Ao longo do meu trabalho, também descobri que pastores,
professores e outros necessitavam grandemente de uma explanação clara e
acessível sobre a interação entre a ciência e a fé, para as “pessoas no banco”
da igreja e também para aquelas que estão fora da comunidade cristã.

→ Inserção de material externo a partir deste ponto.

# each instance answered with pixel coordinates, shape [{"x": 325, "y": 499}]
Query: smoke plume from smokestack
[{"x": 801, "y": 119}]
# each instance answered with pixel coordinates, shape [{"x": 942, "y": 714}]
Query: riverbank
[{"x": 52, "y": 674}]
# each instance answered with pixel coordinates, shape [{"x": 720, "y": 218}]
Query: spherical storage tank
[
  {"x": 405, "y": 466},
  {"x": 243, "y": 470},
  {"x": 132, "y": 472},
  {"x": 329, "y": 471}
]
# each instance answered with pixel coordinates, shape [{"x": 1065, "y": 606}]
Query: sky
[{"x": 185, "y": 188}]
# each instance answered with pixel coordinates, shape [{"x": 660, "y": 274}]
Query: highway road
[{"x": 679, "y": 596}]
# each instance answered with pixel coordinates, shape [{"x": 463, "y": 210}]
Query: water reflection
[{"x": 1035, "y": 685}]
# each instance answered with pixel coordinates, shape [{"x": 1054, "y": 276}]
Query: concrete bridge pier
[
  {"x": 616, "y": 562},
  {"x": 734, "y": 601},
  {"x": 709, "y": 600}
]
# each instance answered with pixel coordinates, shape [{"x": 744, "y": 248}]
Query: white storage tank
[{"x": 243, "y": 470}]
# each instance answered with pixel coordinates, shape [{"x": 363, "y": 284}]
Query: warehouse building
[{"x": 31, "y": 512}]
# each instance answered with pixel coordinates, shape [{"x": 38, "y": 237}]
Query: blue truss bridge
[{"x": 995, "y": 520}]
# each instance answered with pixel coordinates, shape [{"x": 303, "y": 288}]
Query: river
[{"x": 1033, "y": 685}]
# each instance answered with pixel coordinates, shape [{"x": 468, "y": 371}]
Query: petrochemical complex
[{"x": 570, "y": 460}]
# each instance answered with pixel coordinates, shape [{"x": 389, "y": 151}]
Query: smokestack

Normalmente, é mais fácil para acadêmicos escrever publicações eruditas do que
se comunicar de forma imaginativa com o público geral. No Instituto Faraday, eu
finalmente me encontrei na posição de ter todo o tempo e todos os recursos de
que precisava para focalizar a produção de material para as pessoas que
necessitassem disso e ainda pude reunir uma equipe de pessoas talentosas e
criativas para fazer isso acontecer.
Notas1. Christians in Science (“Cristãos na Ciência”) ou CiS é de
uma associação britânica de cientistas cristãos dedicados a estudos avançados
sobre fé cristã e ciência, sobre o papel da ciência na cultura e sobre a
evangelização entre cientistas.
2. STOTT,
J. The Contemporary Christian: Applying God’s Word to Today’s World. Chicago,
IL: InterVarsity Press, 1995. Ênfase minha. Em português (nota do tradutor):
STOTT, J. Ouça o Espírito, Ouça o Mundo: Como Ser um Cristão Contemporâneo. São
Paulo: ABU Editora, 1997. 478p.
Ruth Bancewicz é pesquisadora associada sênior do Instituto
Faraday de Ciência e Religião, onde trabalha na interação positiva entre
ciência e fé. Após estudar genética na Universidade de Aberdeen, ela completou
um PhD na Universidade de Edimburgo. Ela passou dois anos como pesquisadora de
pós-doutorado em meio período no Welcome Trust Centre for Cell Biology da
Universidade de Edimburgo, enquanto também trabalhava como Diretora de
Desenvolvimento para a Christians in Science. Ruth chegou ao Instituto Faraday
em 2006 e atualmente é curadora da Christians in Science.